Decomposed Trust: Exploring Privacy, Adversarial Robustness, Fairness, and Ethics of Low-Rank LLMs
Daniel Agyei Asante, Md Mokarram Chowdhury, Yang Li
TL;DR
This paper systematically investigates how low-rank factorization affects LLM trustworthiness across privacy, adversarial robustness, fairness, and ethics, using LLaMA2 and Qwen models compressed with SVD, Basel, and FWSVD. It reveals nuanced trade-offs: compression can reduce training-data leakage and, in many cases, preserve or enhance adversarial robustness, but it can increase PII leakage under adversarial prompting and degrade fairness and zero-shot ethics. The authors also examine how model scale and fine-tuning interact with compression, and provide a layer-wise attribution analysis identifying embed_tokens and down_proj as influential for trustworthiness.
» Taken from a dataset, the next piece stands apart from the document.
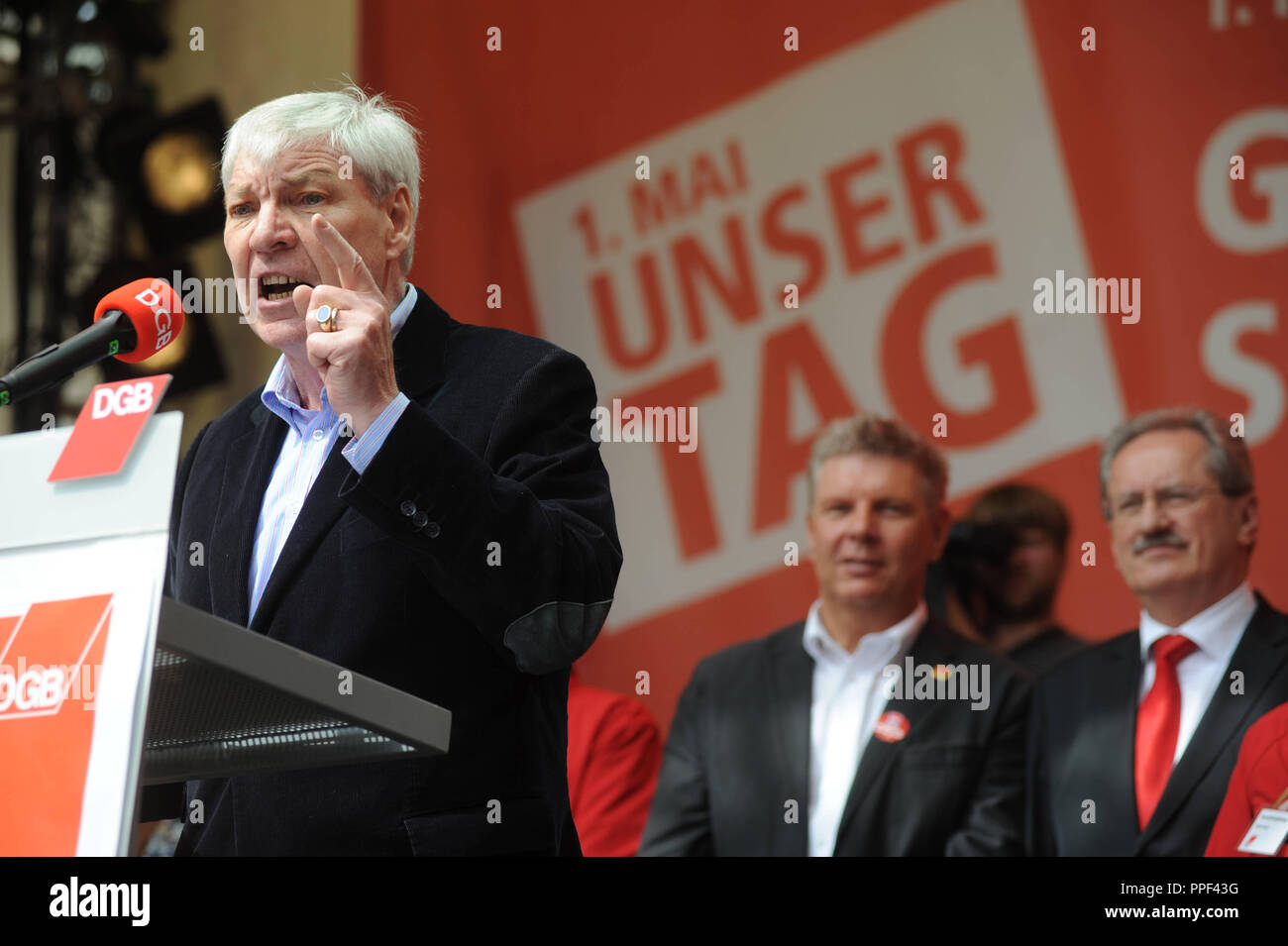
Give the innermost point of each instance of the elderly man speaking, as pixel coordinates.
(413, 498)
Overall, the work emphasizes the need to evaluate compression through a trustworthiness lens and proposes attribution-based guidance for safer, more reliable low-rank LLM deployment.
Abstract
Large language models (LLMs) have driven major advances across domains, yet their massive size hinders deployment in resource-constrained settings. Model compression addresses this challenge, with low-rank factorization emerging as a particularly effective method for reducing size, memory, and computation while maintaining accuracy. However, while these compressed models boast of benign performance and system-level advantages, their trustworthiness implications remain poorly understood. In this paper, we present the first comprehensive study of how low-rank factorization affects LLM trustworthiness across privacy, adversarial robustness, fairness, and ethical alignment. We evaluate multiple LLMs of different sizes and variants compressed with diverse low-rank algorithms, revealing key insights: (1) low-rank compression preserves or improves training data privacy but weakens PII protection during conversation; (2) adversarial robustness is generally preserved and often enhanced, even under deep compression; (3) ethical reasoning degrades in zero-shot settings but partially recovers with few-shot prompting; (4) fairness declines under compression. Beyond compression, we investigate how model scale and fine-tuning affect trustworthiness, as both are important in low-rank methods. To guide trustworthy compression strategies, we end our paper with a gradient-based attribution analysis to identify which layers in LLMs contribute most to adversarial robustness.